Due to time pressures, I am unable to commit to reviewing books at the moment. However, please feel free to recommend or discuss by tweeting @MsTick68 or commenting on here. Thank you!

Thursday 23 June 2011

Refugee Week reads

(photo: Nana Varveropoulou, via

20th- 26th June is Refugee Week. Here are my suggestions for books to read with children, to help them understand why refugees seek asylum in other countries, and how difficult it must be to arrive in an alien country.

Judith Kerr (of Mog and The Tiger Who Came To Tea fame) was born in Berlin. Her father was a writer and critic, highly critical of the Nazis. After his book was burnt the family was forced to escape from Germany, first to Swizerland, then to France, and finally to England, and this book is a fictionalised version of their journey. While "Anna" and "Max"s' parents are struggling to make a living after their comfortable life in Berlin, the children's concerns are with making friends, settling into new schools when they don't speak French or English, and the impermanent life of a refugee. The second and third books in the trilogy, Bombs on Aunt Daisy (previously entitled The Other Way Round) and A Small Person Far Away continue Anna's story, and outline the difficulty of family relationships where the children are forced to take charge of the parents, when their language skills and social contacts are greater than that of the adults.

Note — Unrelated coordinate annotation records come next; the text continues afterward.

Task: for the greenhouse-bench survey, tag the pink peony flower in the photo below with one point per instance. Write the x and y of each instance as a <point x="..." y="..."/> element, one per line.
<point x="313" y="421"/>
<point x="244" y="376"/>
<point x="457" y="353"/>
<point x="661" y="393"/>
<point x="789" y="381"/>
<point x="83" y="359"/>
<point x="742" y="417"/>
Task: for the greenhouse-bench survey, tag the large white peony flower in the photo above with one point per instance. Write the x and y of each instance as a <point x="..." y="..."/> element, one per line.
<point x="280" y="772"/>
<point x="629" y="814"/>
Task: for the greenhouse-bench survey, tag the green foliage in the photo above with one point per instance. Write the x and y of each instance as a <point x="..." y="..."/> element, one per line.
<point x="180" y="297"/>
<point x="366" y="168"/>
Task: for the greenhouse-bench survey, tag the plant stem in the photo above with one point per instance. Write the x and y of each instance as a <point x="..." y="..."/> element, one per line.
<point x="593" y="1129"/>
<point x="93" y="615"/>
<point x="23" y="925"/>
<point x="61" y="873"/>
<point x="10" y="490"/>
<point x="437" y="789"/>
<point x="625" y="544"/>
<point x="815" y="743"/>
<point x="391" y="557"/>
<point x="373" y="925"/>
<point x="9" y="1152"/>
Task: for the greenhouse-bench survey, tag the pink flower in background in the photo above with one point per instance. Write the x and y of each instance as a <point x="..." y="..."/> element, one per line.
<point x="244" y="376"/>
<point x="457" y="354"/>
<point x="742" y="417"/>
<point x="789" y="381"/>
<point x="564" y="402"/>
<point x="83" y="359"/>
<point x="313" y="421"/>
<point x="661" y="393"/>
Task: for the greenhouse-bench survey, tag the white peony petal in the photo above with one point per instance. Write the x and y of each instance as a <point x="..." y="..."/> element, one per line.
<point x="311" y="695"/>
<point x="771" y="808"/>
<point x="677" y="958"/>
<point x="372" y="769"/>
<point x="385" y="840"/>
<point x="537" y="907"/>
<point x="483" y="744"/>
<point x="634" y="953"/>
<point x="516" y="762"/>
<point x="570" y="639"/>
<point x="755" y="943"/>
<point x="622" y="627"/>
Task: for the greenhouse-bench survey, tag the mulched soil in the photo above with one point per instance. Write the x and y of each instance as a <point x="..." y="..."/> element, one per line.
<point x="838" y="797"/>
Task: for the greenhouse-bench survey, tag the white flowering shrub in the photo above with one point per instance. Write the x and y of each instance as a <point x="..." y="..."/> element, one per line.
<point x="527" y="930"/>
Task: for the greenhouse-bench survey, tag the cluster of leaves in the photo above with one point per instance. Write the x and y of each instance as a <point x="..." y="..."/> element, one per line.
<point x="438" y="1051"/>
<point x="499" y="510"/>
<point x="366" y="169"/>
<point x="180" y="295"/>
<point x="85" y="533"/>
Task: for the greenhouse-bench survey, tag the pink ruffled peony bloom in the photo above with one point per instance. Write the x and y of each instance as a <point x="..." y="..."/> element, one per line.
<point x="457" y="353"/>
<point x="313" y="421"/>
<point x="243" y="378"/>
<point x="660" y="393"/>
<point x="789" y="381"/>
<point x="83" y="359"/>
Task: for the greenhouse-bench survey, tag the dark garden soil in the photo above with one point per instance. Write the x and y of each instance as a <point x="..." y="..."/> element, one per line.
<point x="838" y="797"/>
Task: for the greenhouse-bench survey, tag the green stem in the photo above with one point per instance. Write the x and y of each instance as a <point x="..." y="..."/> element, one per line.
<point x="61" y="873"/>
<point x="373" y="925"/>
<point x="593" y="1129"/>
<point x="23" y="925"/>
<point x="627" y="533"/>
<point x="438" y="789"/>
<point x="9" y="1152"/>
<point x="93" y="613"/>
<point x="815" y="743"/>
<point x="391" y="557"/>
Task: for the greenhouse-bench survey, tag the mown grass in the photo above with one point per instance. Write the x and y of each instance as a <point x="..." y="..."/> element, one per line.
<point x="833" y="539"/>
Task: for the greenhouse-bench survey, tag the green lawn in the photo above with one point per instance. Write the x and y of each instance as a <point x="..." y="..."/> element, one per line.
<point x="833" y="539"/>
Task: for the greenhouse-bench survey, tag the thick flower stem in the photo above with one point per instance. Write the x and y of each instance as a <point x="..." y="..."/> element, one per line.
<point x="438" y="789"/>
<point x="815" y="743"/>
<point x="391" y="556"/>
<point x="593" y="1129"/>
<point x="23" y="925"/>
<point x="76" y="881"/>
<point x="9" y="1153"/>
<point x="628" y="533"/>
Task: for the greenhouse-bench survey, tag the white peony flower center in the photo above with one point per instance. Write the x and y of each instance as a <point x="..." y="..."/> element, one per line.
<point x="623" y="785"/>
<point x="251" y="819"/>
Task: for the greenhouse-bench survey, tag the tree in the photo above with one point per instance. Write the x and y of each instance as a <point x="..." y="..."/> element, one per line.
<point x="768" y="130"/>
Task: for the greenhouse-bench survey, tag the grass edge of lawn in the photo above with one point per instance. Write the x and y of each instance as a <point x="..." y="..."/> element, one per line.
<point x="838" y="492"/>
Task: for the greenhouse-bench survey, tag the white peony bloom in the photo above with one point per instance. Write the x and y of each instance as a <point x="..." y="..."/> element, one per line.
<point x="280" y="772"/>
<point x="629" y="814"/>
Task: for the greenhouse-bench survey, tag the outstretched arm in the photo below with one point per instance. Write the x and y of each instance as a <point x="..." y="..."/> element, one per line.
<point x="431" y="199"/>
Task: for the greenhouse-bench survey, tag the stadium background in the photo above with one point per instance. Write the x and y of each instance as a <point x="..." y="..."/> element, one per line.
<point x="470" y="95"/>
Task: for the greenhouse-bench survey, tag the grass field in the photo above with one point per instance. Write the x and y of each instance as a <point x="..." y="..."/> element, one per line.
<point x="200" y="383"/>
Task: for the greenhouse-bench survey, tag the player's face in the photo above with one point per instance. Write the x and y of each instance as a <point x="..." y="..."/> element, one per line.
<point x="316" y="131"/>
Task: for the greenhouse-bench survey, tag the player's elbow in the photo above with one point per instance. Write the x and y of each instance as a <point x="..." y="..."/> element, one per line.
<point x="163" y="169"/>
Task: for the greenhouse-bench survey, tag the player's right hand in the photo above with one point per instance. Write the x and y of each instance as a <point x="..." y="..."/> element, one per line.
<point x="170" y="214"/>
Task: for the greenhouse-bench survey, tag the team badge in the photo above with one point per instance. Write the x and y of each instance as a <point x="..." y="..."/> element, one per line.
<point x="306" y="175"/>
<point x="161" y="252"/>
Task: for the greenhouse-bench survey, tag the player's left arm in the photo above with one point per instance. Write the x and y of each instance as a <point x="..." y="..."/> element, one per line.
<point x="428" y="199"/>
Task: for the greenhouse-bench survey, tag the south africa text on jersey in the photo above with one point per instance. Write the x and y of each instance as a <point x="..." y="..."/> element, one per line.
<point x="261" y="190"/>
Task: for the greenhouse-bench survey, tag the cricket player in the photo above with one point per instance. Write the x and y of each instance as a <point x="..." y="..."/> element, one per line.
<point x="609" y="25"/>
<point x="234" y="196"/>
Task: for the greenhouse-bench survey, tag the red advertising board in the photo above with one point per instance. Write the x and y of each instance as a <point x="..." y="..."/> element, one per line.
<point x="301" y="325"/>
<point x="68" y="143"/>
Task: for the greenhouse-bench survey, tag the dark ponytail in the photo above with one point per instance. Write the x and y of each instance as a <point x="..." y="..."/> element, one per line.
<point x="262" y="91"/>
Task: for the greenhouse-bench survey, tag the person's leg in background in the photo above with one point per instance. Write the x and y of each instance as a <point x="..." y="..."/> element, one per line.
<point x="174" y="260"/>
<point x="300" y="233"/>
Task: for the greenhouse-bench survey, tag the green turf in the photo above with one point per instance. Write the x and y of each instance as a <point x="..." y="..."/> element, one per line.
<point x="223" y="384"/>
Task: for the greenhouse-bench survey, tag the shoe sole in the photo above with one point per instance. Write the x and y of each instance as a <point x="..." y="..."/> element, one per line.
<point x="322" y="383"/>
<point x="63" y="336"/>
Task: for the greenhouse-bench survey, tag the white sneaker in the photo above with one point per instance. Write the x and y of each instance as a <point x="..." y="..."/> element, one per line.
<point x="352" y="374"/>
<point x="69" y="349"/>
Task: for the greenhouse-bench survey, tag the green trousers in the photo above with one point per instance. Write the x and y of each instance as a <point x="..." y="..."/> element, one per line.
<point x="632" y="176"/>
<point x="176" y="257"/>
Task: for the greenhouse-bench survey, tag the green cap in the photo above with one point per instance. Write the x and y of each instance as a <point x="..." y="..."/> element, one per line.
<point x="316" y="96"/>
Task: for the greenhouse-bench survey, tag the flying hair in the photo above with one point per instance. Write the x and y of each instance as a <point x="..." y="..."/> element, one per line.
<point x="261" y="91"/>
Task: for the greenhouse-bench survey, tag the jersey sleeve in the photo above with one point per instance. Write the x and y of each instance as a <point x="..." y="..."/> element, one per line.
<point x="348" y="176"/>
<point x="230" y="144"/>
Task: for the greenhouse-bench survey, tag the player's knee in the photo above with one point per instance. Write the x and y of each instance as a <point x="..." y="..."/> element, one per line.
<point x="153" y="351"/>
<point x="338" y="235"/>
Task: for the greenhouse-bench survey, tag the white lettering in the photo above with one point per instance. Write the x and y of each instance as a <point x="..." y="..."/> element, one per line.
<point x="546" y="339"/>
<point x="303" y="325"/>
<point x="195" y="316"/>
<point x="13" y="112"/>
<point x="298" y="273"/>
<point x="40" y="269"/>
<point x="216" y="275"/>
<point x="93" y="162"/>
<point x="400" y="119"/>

The story of a man who leaves his wife and children, and must create a new life for himself  in another country. Shaun Tan's story is told through distorted and mysterious illustrations show the alienating experience of immigration. There are problems in the old country (demonstrated by dragons overshadowing a city), but the new country is also strange and disorienting; there are odd creatures living in the Arrival's flat, the customs and language are strange. However, he learns from other immigrants, and is eventually reunited with his family. This is a rich and beautiful book, told through pictures, and would be a great book for an adult to share with young (6+) children, or for older children to share with each other to retell the story.

These books are the story of Emilia and her family. Arriving in a housing estate, escaping from persecution in Romania, the family believe they are safe. Emilia goes to school, much to the joy of Frankie, who has a crush on her. But Portsmouth is not to be a safe haven for them; Frankie's mother starts a campaign against the Roma gypsies arriving in the estate, and tragedy ensues. Pictures in the Fire continues the story; a disturbingly claustrophobic tale that flits between Romania, England and the detention hostel where the family are living in an unnamed country and Emilia is obsessively drawing in a diary she has found with stolen crayons. Hicyilmaz is a wonderful writer; The Frozen Waterfall is a great read about economic migration and issues of belonging; I wish I had found it when I was teaching 10 and 11 year olds in North London as the Turkish children I taught did not see themselves and their experiences depicted in stories.

I urge anyone wanting to learn more about the recent history of immigration to London (Huguenots, Irish, Jews and the making of multicultural Britain) to visit 19 Princelet Street on one of its rare open days. It is an astonishing building that should be preserved.


  1. I love When Hitler Stole Pink Rabbit. Thank you for explaining about The Other Way Round - I was in a bookshop a few weeks ago staring at this book called Bombs on Aunt Daisy and desperately trying to work out if I'd missed part of Anna's story!

  2. I had to check the publisher's website for that detail! Apparently this was always Judith Kerr's preferred title.

  3. Super post. Let's hope lots of people use Refugee week as an opportunity to talk and read about what it can be like to be a refugee.

  4. Thank you, Zoe. I do hope so too.

  5. Judith Kerr's series sounds wonderful.

  6. It is, Korinna. I loved it when I was 10, and it is still powerful 30 years later.